Waiting for Steve Martin
by rick
April 01, 2002
You've been cast as Albert Einstein in an equity waiver production of
Steve Martin's clever, pseudo-historical play Picasso at the Lapin Agile
and aside from the usual hiccups often associated with kind of
production, you're as confidant as you've been in any role for some
time.
You see, you're funny; or at least that's what your mother always told
you when you gathered the family in the living room for rip-roaring fart
jokes and comedic songs about dogs who wear ties, and you're bound to
get your own sitcom. But this theatre is Barstow- a pit stop for actors
on the way to and from disappointment- a 1950's porno house gouged out
to make a make a makeshift theater complex with bad acoustics. But
tonight, the El Portal is the heart of the LA theatre world because it's
opening night and you're about to perform in front of that wild and
crazy white-haired genius himself...
...Steve Martin.
He has tickets held for himself at every opening of his play in Los
Angeles, ostensibly to support his show and the theatre in general, but
more likely to insure that nobody botches his vision. One of your
fellow actors tells you that he shut down a show in the Valley not too
long ago, upset that his characters had been made into caricatures and
his thoughtful treatise on the mind of two geniuses reduced to a farce.
Your mind quickly inventories the amount of takes to the audience that
you do, and the number of bits your wild and crazy director has added to
quicken the pace of the talk-heavy show and keep the audience engaged
and you can't quite shake the feeling that it's possible he might not
like this production and The Company Rep, a great theatre company
struggling to elevate itself, might be dealt a finishing blow.
But you're funny...
...You tell yourself as the lights dim as fellow actor Dana Craig
waltzes onstage humming Ta-Rah-Rah-Boom-Dee-Ay, and the moment to find
out is coming in three... two... one... Cue!
A burst of nervous energy propels you onto the boards and under the
lights and you start talking, your mouth moving and your heart beating
in your chest, and your awareness of what's going on arrives just in
time to notice that your first joke has bombed.
You're standing there, arms held out, holding for silence.
'Chirp, chirp,' scream the crickets and you fumble through the next
lines hoping that talking really fast will make them forget that you're
not funny, and that they'll sit back and enjoy the sheer amount of
energy that you're producing.
Just when things really couldn't be much worse, you look out to do a
monologue and there's Steve Martin sitting in the front sitting with his
arms folded, wearing the same nervous expression he had when he watched
his kids ruin a grade-school production of Snow White in the movie
Parenthood. 'He hates it', you say to yourself, 'he's closing us down,'
and your sitcom stardom gets further and further away and starts to
change into a four-month run of dinner theatre in Thousand Oaks.

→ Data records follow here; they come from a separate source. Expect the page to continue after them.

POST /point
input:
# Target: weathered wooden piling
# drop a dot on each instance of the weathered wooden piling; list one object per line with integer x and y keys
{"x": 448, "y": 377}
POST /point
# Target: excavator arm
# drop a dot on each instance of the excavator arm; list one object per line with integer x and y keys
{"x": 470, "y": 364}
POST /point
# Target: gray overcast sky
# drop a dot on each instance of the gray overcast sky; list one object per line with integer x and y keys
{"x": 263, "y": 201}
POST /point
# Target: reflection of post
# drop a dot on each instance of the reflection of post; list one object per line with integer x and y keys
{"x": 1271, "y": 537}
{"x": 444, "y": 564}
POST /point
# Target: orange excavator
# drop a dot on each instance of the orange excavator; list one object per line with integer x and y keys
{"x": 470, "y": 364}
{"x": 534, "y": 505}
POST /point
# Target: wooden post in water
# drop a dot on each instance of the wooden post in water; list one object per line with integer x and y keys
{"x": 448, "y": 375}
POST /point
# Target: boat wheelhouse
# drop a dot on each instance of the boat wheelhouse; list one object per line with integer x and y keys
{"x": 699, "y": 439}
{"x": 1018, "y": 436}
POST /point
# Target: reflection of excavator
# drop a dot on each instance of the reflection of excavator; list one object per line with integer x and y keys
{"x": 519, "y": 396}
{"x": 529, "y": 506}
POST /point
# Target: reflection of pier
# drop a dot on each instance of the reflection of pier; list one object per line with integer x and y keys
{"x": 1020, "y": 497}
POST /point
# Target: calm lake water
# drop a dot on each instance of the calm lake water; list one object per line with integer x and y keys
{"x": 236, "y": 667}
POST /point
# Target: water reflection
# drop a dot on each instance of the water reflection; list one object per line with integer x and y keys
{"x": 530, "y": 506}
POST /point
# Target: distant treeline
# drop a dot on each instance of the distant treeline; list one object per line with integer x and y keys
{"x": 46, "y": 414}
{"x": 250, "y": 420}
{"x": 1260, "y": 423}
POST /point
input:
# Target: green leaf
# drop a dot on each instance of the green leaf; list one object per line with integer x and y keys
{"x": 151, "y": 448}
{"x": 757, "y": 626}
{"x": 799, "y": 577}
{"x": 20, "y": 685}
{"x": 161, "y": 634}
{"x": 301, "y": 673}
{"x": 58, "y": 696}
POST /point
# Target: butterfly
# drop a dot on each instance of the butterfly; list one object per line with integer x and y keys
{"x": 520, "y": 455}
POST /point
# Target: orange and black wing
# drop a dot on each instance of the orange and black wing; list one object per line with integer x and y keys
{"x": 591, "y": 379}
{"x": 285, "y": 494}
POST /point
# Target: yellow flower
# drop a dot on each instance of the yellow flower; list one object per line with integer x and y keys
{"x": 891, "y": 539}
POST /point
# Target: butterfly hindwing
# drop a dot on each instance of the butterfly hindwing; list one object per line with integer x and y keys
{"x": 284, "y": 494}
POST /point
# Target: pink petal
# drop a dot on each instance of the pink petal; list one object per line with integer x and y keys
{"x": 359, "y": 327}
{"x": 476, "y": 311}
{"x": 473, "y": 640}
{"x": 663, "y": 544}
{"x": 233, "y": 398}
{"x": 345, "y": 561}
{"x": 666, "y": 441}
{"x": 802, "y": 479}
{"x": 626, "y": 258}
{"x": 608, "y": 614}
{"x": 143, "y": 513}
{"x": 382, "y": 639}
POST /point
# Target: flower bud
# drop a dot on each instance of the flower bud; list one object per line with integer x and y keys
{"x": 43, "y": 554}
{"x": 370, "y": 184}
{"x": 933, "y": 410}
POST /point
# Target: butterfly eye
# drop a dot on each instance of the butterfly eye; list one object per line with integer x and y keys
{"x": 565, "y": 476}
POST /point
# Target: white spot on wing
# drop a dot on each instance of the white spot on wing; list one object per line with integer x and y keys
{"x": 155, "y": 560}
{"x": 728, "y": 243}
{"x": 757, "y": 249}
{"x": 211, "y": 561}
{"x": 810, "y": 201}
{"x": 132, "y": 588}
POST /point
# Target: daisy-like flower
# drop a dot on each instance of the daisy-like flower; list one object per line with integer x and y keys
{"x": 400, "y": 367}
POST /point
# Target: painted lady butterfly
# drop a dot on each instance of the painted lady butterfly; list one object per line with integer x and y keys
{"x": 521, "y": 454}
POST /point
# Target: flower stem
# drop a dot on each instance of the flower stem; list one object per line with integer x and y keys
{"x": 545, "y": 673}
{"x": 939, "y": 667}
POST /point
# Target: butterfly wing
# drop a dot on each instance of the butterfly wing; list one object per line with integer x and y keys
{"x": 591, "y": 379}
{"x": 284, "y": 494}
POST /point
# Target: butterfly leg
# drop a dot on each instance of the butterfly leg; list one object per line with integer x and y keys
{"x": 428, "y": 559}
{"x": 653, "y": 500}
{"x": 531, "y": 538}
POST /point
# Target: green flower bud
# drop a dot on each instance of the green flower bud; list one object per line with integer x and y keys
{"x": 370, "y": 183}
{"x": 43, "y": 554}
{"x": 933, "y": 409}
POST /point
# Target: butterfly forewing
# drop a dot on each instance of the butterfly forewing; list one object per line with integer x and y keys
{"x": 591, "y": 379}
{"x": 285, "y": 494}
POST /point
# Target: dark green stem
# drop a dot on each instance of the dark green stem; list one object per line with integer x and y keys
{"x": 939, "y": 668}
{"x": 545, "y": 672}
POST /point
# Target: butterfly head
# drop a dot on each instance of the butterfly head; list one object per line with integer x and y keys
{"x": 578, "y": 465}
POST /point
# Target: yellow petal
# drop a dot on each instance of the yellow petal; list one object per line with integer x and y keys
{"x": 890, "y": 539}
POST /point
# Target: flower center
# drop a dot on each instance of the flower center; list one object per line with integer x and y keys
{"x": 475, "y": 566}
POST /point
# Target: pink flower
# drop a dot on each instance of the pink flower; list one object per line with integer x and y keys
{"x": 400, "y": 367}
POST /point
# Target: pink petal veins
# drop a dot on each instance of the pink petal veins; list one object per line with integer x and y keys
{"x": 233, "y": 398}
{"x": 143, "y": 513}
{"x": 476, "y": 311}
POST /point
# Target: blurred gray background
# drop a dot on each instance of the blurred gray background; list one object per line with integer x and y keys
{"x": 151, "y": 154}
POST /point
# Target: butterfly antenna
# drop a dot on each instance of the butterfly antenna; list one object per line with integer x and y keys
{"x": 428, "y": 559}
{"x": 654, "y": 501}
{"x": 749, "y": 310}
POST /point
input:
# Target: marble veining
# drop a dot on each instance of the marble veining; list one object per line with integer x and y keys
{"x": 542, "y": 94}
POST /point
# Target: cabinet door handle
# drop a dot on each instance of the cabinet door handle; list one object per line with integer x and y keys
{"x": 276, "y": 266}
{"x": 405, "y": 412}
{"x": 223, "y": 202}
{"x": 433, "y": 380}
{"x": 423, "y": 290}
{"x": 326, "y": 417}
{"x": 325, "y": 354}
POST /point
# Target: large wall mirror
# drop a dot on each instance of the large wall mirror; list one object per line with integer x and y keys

It's about this time you remember the other people on stage with you and
that you really haven't heard a word they've said tonight outside of
your cues. So you start to listen and little by little the panic
subsides and the joy returns and the audience starts to laugh, and Steve
Martin and his 'artistic foibles' float further and further away.
You've seen Bowfinger and you're pretty sure Edward Albee or Arthur
Miller wouldn't have been associated with a turd like that, so who cares
if the guy's enjoying himself or what he thinks of you.
You discover the real meaning of relativity as the next hour feels like
five minutes and before you know it, you're spinning around the table
with the actor playing Picasso (Eric Ashmore) bouncing ideas and the
energy of the show back and forth like crazed electrons. And then the
group photo, and the final tableau and its over and the house lights
come up with the applause. You avoid looking at Steve during the
curtain call because you don't want anything to bring you down from this
or dull the joy of being an actor.
Backstage, you're still on high and between high-fives and hugs you
manage to blurt out, "You believe that? He really showed up."
"Who?"
"Steve Martin. He was right there in the front row. You didn't see
him?"
At this point, everyone's stopped talking to stare at you. Jessica,
(the woman who plays Suzanne) levels the blow. "That wasn't Steve
Martin."
"But..."
"He had white hair," offers Mike, (Schmedimann) "But trust me. That
wasn't Steve Martin."
And they laugh. At your expense, sure, but you laugh too, and it
bounces around the old, audio-impaired XXX movie house that, on this
night, is the best space you've ever played.